De la réforme liturgique au gender…
Le « rainbow flag », symbole du mouvement LGBT… et d’une idéologie mortifère.
Un lecteur nous envoie cette intéressante tribune, que nous sommes heureux de publier:
Un récent échange sur le Forum catholique met en cause le rôle de la réforme liturgique dans un processus qui a conduit au gender . Une telle analyse – qui ne prétend pas être la seule explication dans l’effondrement de la liturgie depuis 40 ans – est intéressante en ce sens qu’elle rappelle les conséquences de cette déconstruction rituelle auxquels les fidèles ont été habitués à l’église.

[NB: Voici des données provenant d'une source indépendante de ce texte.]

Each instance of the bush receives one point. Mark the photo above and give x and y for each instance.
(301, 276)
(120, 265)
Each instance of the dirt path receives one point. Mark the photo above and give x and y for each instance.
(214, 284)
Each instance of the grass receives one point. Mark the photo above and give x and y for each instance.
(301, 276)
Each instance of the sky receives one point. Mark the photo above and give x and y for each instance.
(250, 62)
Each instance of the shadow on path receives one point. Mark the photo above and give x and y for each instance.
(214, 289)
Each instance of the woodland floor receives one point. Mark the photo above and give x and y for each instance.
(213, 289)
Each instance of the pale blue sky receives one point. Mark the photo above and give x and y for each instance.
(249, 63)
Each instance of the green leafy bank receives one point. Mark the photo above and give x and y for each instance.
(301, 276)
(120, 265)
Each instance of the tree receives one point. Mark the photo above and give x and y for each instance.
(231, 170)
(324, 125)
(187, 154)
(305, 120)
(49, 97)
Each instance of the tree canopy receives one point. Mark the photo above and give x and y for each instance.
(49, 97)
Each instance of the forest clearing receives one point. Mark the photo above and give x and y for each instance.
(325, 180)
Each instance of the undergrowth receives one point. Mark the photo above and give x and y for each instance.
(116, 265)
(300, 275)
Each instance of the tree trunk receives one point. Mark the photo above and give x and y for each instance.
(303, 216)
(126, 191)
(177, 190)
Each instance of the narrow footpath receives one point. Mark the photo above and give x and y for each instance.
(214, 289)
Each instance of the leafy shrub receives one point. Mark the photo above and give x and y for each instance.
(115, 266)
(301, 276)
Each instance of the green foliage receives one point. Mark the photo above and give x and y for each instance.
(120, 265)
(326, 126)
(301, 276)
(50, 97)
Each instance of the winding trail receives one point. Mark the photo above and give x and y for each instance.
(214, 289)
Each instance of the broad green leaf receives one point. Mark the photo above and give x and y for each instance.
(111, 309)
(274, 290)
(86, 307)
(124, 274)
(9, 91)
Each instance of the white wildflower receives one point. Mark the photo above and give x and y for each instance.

Ces déconstructions sont multiples : effacement significatif de la distinction prêtre-laïc ; intrusion des laïcs dans le sanctuaire, près de l’autel ; emploi massif d’un langage familier au détriment des formules de révérence (suppression du latin, mais pas seulement) ; ambiance festive et mondaine à l’encontre d’un sacré qui pousse au recueillement ; disparition du silence au profit de bavardages incessants, etc.
Outre la désertion patente des églises, on note, plus généralement, dans la population une indifférence totale à tout ce qui peut évoquer l’idée même de distinction. On comprendra aisément que certaines notions, différenciatrices par essence, aient été affaiblies : autorité, famille, etc. Aujourd’hui, on s’interroge même sur sa propre identité physique et psychique en décrétant, abusivement, que tout serait affaire de contexte social. Certes, on tend à se réveiller dans la société profane. Et, paradoxalement, ce sont les catholiques pourtant habitués à ces effacements qui se battent le mieux contre le gender , contre le « mariage pour tous »… Preuve aussi que des atténuations, une revalorisation de l’identité sacerdotale ainsi qu’une meilleure prédication ont certainement eu leur rôle dans le redressement de la conscience catholique.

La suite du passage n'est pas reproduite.